MEMBANGUN KARAKTER BANGSA



MEMBANGUN KARAKTER BANGSA
Jati diri manusia sebagai makhluk sempurna terletak pada pembentukan karakternya berdasar keseimbangan antar unsur-unsur kejadiannya, yang tercapai melalui pengembangan daya-daya yang dianugerahkan Tuhan.
Manusia adalah makhluk dwi-dimensi. Ia diciptakan Tuhan dari debu tanah dan ruh Ilahi. Debu tanah membentuk jasmaninya dan ruh Ilahi yang dihembuskan-Nya itu  melahirkan daya nalar, daya kalbu, dan daya hidup.

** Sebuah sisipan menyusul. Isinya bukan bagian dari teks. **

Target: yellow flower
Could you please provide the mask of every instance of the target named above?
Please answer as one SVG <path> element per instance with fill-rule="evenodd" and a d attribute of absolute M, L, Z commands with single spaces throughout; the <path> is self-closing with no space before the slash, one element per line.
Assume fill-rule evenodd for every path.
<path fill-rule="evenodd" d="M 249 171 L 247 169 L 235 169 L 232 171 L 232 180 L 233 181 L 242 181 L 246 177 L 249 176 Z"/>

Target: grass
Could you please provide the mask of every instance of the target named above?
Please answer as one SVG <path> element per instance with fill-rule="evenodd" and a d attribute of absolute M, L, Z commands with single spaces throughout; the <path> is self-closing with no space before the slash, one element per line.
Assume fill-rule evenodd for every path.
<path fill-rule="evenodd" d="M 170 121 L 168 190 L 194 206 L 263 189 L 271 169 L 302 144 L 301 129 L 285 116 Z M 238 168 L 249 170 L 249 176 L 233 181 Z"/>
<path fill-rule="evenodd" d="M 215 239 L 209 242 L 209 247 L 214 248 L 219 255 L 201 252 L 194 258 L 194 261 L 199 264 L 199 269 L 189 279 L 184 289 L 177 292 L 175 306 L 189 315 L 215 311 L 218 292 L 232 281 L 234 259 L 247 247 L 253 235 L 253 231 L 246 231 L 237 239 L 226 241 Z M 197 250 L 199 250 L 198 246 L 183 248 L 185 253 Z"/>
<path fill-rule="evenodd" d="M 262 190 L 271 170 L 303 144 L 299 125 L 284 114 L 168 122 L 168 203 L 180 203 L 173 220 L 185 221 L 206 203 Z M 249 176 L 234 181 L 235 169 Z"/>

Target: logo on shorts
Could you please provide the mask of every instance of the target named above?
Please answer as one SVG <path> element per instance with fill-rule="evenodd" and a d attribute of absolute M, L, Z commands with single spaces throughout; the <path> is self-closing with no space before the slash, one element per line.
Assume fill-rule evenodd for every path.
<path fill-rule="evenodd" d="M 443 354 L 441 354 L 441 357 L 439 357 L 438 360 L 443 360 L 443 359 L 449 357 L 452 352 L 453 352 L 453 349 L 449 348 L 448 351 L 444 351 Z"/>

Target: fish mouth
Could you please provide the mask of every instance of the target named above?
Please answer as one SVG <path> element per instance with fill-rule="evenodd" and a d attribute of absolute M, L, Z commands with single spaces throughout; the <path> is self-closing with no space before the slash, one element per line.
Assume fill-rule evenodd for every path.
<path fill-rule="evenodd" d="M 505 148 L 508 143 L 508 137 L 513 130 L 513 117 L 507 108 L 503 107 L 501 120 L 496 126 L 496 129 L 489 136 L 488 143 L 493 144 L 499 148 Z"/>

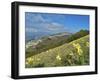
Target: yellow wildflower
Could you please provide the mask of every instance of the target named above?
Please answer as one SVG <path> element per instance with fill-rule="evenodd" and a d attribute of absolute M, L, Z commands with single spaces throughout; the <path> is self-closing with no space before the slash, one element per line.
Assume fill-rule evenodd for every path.
<path fill-rule="evenodd" d="M 89 47 L 89 42 L 86 42 L 86 46 Z"/>

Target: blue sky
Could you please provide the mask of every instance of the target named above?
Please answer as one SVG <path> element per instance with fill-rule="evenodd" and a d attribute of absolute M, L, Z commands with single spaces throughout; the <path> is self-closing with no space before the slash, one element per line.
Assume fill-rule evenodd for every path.
<path fill-rule="evenodd" d="M 89 30 L 89 16 L 25 12 L 25 28 L 26 34 L 39 32 L 75 33 L 81 29 Z"/>

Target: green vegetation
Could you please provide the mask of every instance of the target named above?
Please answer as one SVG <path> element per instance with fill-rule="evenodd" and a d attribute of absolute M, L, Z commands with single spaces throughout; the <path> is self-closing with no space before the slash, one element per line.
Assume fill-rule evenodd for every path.
<path fill-rule="evenodd" d="M 27 57 L 25 60 L 25 67 L 35 68 L 88 65 L 89 35 L 83 35 L 83 33 L 82 35 L 77 34 L 74 38 L 76 40 L 74 40 L 73 37 L 70 37 L 71 40 L 69 41 L 71 42 L 66 41 L 63 45 Z M 52 44 L 50 43 L 50 45 Z"/>
<path fill-rule="evenodd" d="M 53 49 L 55 47 L 61 46 L 65 43 L 69 43 L 71 41 L 74 41 L 76 39 L 79 39 L 83 36 L 86 36 L 89 34 L 89 31 L 87 30 L 80 30 L 79 32 L 75 34 L 68 34 L 66 32 L 55 34 L 53 36 L 48 37 L 42 37 L 41 42 L 38 42 L 37 45 L 31 45 L 26 49 L 26 58 L 31 57 L 33 55 L 39 54 L 41 52 L 47 51 L 49 49 Z M 35 43 L 34 41 L 32 42 Z"/>

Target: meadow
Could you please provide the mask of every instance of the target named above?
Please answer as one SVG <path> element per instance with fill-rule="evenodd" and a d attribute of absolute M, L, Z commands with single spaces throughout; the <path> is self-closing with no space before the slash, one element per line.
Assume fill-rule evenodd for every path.
<path fill-rule="evenodd" d="M 25 67 L 58 67 L 89 65 L 89 35 L 26 57 Z"/>

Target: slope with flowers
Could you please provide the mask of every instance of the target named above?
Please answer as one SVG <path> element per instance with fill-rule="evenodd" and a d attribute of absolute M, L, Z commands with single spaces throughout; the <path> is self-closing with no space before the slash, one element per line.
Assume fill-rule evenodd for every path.
<path fill-rule="evenodd" d="M 89 65 L 89 35 L 26 58 L 25 67 Z"/>

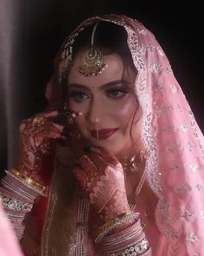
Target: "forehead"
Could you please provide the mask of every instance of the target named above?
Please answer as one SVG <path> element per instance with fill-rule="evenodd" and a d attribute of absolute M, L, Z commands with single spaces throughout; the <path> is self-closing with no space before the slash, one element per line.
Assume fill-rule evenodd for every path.
<path fill-rule="evenodd" d="M 87 86 L 99 86 L 115 80 L 133 81 L 135 72 L 124 67 L 121 57 L 117 54 L 104 56 L 104 62 L 107 67 L 98 75 L 85 76 L 79 72 L 80 54 L 76 56 L 68 74 L 68 83 L 80 83 Z"/>

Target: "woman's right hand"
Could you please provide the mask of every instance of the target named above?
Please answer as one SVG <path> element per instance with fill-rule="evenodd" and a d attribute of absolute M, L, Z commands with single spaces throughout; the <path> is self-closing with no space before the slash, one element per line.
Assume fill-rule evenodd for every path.
<path fill-rule="evenodd" d="M 56 141 L 66 140 L 64 126 L 61 123 L 65 121 L 65 115 L 63 118 L 61 115 L 57 111 L 40 113 L 23 120 L 20 125 L 20 152 L 16 168 L 35 181 L 41 180 L 39 172 L 42 156 L 52 152 Z"/>

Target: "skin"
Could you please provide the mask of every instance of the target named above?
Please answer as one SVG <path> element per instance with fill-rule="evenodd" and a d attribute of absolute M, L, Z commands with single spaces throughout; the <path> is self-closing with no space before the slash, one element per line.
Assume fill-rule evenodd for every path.
<path fill-rule="evenodd" d="M 106 55 L 104 60 L 107 67 L 101 74 L 85 76 L 79 72 L 80 54 L 76 56 L 67 78 L 69 108 L 83 113 L 75 118 L 75 124 L 90 146 L 103 147 L 120 158 L 139 136 L 138 123 L 133 121 L 137 108 L 133 89 L 136 73 L 124 69 L 117 54 Z M 92 136 L 91 130 L 104 128 L 118 130 L 105 140 Z"/>

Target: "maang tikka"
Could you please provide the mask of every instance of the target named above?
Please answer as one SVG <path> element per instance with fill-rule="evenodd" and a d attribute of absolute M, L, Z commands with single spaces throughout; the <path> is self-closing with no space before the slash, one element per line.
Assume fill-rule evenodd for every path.
<path fill-rule="evenodd" d="M 98 23 L 99 23 L 94 25 L 92 30 L 91 46 L 85 49 L 80 56 L 79 72 L 85 76 L 98 75 L 101 74 L 102 70 L 107 66 L 104 62 L 104 54 L 102 50 L 93 45 Z"/>

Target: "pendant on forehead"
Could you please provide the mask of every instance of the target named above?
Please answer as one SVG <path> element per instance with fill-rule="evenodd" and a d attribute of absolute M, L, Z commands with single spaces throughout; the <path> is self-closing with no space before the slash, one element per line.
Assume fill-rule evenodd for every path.
<path fill-rule="evenodd" d="M 85 76 L 101 74 L 102 70 L 107 66 L 104 62 L 103 51 L 93 45 L 97 25 L 98 23 L 92 30 L 91 46 L 85 49 L 80 56 L 79 72 Z"/>
<path fill-rule="evenodd" d="M 96 47 L 91 47 L 85 49 L 81 55 L 79 72 L 85 76 L 97 75 L 101 74 L 105 67 L 103 52 Z"/>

Dengan mengasah daya nalar lahir kemampuan ilmiah; dengan mengasuh  daya kalbu lahir antara lain iman dan moral yang terpuji; dan dengan menempa daya hidup tercipta semangat menanggulangi  setiap tantangan  yang dihadapi.
Jati diri manusia sebagai makhluk sempurna terletak pada pembentukan karakternya berdasar keseimbangan antar unsur-unsur kejadiannya, yang tercapai melalui pengembangan daya-daya yang dianugerahkan Tuhan itu. Jati diri yang kuat serta sesuai dengan kemanusiaan manusia, terbentuk melalui jiwa yang kuat dan konsisten, serta memiliki integritas, dedikasi, dan loyalitas terhadap Tuhan dan sesama makhluk. 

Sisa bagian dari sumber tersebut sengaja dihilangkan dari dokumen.